Thursday, 11 February 2016

Powder and Patch by Georgette Heyer

The blurb: Cleone Charteris's exquisite charms have made her the belle of the English countryside. But Cleone yearns for a husband who is refined, aristocratic and who is as skilled with his wit as he is with his dueling pistols.... Everything Philip Jettan is not. As much as she is attracted to the handsome squire, Cleone finds herself dismissing Philip and his rough mannerisms.
With his father's encouragement, Philip departs for the courts of Paris, determined to acquire the social graces and the airs of the genteel -- and convince Cleone that he is the man most suited for her hand. But his transformation may cost him everything, including Cleone....

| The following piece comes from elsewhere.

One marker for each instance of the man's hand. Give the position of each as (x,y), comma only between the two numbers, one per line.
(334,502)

As I was drawn into Ms. Heyer’s richly coloured and vivid world, twirling and flouncing in the “forsooths” and the swooning and bowing and ever so correct ladies and gentlemen, I wondered how, with any moral integrity, this relationship could succeed? After all, once you have rejected a man because he is not refined or aristocratic enough, how do you swear true love if he does manage to transform? Who is it exactly that you are now deeming worthy of your affections?

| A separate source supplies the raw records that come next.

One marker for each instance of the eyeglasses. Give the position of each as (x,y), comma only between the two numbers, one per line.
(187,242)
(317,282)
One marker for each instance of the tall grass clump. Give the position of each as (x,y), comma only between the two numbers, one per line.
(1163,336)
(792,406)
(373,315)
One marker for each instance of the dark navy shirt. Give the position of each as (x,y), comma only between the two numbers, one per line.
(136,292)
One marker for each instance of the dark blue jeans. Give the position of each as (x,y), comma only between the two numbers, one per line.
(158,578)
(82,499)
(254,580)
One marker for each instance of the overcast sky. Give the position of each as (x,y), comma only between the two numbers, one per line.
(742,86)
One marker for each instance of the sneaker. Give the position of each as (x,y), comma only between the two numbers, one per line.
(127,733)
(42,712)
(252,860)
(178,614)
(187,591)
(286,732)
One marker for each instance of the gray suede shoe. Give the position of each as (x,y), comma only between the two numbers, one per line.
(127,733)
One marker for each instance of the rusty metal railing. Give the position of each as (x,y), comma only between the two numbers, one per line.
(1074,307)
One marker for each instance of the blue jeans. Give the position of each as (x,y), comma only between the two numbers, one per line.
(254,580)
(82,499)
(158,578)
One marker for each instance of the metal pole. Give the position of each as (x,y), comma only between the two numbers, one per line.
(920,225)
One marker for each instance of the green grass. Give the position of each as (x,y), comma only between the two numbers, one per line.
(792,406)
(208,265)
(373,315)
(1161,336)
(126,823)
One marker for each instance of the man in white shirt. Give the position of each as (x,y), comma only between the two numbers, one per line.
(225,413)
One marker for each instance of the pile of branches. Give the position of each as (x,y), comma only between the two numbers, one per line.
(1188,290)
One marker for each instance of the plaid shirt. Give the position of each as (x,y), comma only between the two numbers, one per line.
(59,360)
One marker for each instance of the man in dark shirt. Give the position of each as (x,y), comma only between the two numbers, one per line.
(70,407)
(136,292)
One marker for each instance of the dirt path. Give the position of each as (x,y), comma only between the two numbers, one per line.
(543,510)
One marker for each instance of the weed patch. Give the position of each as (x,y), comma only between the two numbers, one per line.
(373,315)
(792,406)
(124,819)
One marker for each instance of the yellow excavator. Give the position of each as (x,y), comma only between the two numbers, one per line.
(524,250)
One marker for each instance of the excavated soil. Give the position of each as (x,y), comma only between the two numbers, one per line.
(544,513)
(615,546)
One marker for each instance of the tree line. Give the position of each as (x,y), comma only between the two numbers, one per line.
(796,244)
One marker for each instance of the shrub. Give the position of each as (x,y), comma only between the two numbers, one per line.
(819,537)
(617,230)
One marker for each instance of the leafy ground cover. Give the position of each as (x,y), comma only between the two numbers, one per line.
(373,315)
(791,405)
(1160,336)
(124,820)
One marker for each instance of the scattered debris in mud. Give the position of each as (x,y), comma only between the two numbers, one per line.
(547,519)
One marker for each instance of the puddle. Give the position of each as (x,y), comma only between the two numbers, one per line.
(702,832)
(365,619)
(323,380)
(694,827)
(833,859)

Oh me of little faith. Ms. Heyer is the master of plot resolution. She seems to delight in creating a regency pickle, and then with unswerving deftness and calm and reasonable logic, the thread unravels, and all is right with the world.

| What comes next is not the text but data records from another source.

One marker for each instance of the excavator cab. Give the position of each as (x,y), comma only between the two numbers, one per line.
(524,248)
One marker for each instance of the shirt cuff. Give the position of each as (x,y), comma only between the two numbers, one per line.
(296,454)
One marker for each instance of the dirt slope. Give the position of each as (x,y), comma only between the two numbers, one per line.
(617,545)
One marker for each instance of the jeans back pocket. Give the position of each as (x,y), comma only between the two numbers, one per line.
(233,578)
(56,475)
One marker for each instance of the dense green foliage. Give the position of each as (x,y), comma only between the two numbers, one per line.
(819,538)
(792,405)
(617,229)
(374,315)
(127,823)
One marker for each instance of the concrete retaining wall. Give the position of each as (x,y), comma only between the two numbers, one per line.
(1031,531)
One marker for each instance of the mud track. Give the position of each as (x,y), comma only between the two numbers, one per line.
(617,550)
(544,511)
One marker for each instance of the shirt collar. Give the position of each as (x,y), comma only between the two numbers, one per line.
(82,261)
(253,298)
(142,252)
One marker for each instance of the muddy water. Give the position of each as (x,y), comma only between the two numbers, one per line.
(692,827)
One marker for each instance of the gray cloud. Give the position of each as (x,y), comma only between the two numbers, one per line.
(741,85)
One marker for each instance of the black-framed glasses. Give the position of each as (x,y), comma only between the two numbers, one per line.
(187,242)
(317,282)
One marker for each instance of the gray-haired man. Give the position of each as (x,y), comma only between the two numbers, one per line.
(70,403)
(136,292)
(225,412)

Powder and Patch did not disappoint in this way. And as an added bonus, we were treated to the delightful lecture from the elder (aunt, I think) who explained how a woman can hold two contradictory thoughts together. It made sense too. Remarkable.

My relationship with these books will continue – one or two a year - for the language, the setting, the charm and the wit that I devour with such appreciation.

ISBN: 9780553047325

4 stars

You may also enjoy The Whip by Karen Kondazian or Kit by Marina Fiorato, or any of Georgette Heyer’s other books.